Stage Instance Success Avg mIoU AP
Alignment only 88.4 79.1 58.3
+ Hybrid SFT 92.6 85.3 70.9

Key Findings

  • LELG Effectiveness: By only embedding coordinates through language (no extra architecture), layout accuracy significantly exceeds all specially designed baselines.
  • Maintenance of General Capabilities: Performance on MMMU and MMBench is on par with the Bagel backbone, indicating layout control training does not harm general understanding.
  • Effect of Coordinate-CFG: \(s_{\text{coord}}\) gradually improves positional accuracy from 1 to 3, with an optimal point (values too high slightly damage quality).
  • Necessity of Two-stage Training: The Hybrid SFT stage further improves AP by 12.6% over the Alignment base.

Highlights & Insights

  • The simplicity of the LELG paradigm is impressive: it simplifies "layout control"—which seemingly requires specialized modules—to "inserting coordinates into the prompt," achieving SOTA layout precision with zero architectural changes. This suggests that many conditional controls (depth, edges, keypoints) might be unified through language interfaces.
  • Coordinate-CFG cleverly extends CFG from "semantic guidance" to "spatial guidance" and works independently of text CFG, allowing for stacked usage.
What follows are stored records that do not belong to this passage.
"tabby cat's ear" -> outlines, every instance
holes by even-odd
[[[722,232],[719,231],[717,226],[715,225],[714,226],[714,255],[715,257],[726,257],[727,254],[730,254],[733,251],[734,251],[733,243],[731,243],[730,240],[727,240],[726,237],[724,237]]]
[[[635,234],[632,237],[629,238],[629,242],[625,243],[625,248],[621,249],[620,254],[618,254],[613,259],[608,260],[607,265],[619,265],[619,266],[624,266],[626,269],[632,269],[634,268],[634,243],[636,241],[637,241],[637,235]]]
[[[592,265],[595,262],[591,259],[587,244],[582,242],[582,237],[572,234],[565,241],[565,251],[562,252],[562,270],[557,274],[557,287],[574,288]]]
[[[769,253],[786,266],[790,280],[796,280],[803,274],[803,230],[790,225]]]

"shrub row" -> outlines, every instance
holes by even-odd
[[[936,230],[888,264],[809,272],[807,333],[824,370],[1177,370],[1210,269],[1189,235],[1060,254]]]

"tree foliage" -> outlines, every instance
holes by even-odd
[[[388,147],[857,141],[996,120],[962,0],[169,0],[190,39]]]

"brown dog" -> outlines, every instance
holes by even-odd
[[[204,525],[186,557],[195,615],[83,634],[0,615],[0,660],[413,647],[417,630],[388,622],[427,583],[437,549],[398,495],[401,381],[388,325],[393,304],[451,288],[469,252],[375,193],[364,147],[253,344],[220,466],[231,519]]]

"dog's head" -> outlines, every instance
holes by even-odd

This design is transferable to any CFG-supported generation model.
  • The dataset construction strategy is noteworthy: high efficiency is achieved by repurposing existing data (LayoutSAM→T2I, Subjects200K→Reference) to create datasets for new purposes.

Limitations & Future Work

  • Coordinate discretization at three decimal places may lack precision in high-resolution scenarios (error of ~0.1% image width).
  • Currently only supports bounding box-level layout control; it does not support finer-grained masks, keypoints, or depth conditions.
  • Dependence on Bagel as a backbone limits performance to Bagel’s base generation quality and training scale.
  • Building the ConsistCompose3M dataset involves non-trivial data preparation costs.
  • Performance may degrade in multi-instance scenes with a high count (e.g., >6), as COCO-Position tests up to 6 instances.
  • vs GLIGEN [Li et al., 2023]: GLIGEN introduces bbox constraints using gated Transformer layers, which is an architectural change. Ours LELG paradigm is more lightweight and effective (AP +30.4%).
  • vs InstanceDiffusion [Wang et al., 2024]: InstanceDiffusion achieves instance-level control via multimodal input fusion but remains in the U-Net paradigm. Ours surpasses it within the Transformer generation paradigm.
  • vs PlanGen [Gong et al., 2024]: PlanGen generates layout first and then images. Ours end-to-end approach is more unified and yields better results.

Rating

  • Novelty: ⭐⭐⭐⭐⭐ LELG is a paradigm innovation in layout-controlled generation, unifying spatial control via language interfaces.
  • Experimental Thoroughness: ⭐⭐⭐⭐⭐ Comprehensive assessments across COCO-Position, MS-Bench, GenEval, MMMU, and MMBench.
  • Writing Quality: ⭐⭐⭐⭐ Clear structure, rich diagrams, and sufficient technical detail.
  • Value: ⭐⭐⭐⭐⭐ Provides a simple and effective solution for layout control in unified multimodal models.